Code to obtain the CNN / Daily Mail dataset (non-anonymized) for summarization

Primary LanguagePython

This fork modifies the preprocessed output to JSON format to allow using non-Tensorflow libraries to work with the CNN/DailyMail summarization dataset

Note: requires Python 3

This fork is primarily developed in order to work with this repository which uses pytorch

--

1. Download data

Download and unzip the stories directories from here for both CNN and Daily Mail.

Warning: These files contain a few (114, in a dataset of over 300,000) examples for which the article text is missing - see for example cnn/stories/72aba2f58178f2d19d3fae89d5f3e9a4686bc4bb.story. The PyTorch code works fine with it unless in an extreme case such that all data sampled in a batch is empty.

2. Download Stanford CoreNLP

We will need Stanford CoreNLP to tokenize the data. Download it here and unzip it. Then add the following command to your bash_profile:

export CLASSPATH=/path/to/stanford-corenlp-full-2016-10-31/stanford-corenlp-3.7.0.jar

replacing /path/to/ with the path to where you saved the stanford-corenlp-full-2016-10-31 directory. You can check if it's working by running

echo "Please tokenize this text." | java edu.stanford.nlp.process.PTBTokenizer

You should see something like:

Please
tokenize
this
text
.
PTBTokenizer tokenized 5 tokens at 68.97 tokens per second.

3. Process into JSON files (packed into tarballs) and vocab_cnt files (python pickle)

Run

python make_datafiles.py /path/to/cnn/stories /path/to/dailymail/stories

replacing /path/to/cnn/stories with the path to where you saved the cnn/stories directory that you downloaded; similarly for dailymail/stories.

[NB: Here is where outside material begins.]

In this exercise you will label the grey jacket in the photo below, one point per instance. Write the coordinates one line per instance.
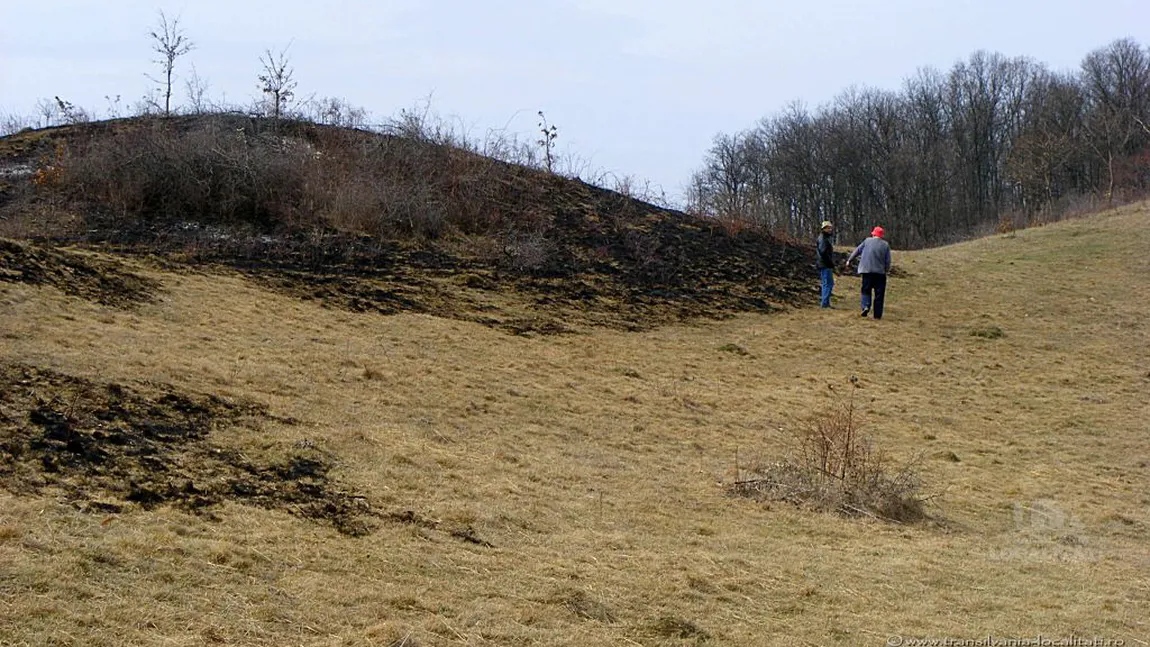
(873, 255)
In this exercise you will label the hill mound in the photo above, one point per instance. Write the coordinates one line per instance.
(367, 222)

This script will do several things:

  • The directories cnn_stories_tokenized and dm_stories_tokenized will be created and filled with tokenized versions of cnn/stories and dailymail/stories. This may take some time. Note: you may see several Untokenizable: warnings from Stanford Tokenizer. These seem to be related to Unicode characters in the data; so far it seems OK to ignore them.
  • For each of the url lists all_train.txt, all_val.txt and all_test.txt, the corresponding tokenized stories are read from file, lowercased and written to tarball files train.tar, val.tar and test.tar. These will be placed in the newly-created finished_files directory. This may take some time.
  • Additionally, a vocab_cnt.pkl file is created from the training data. This is also placed in finished_files. This is a python Counter of all words, which could be useful for determining the vocabulary by word appearance count.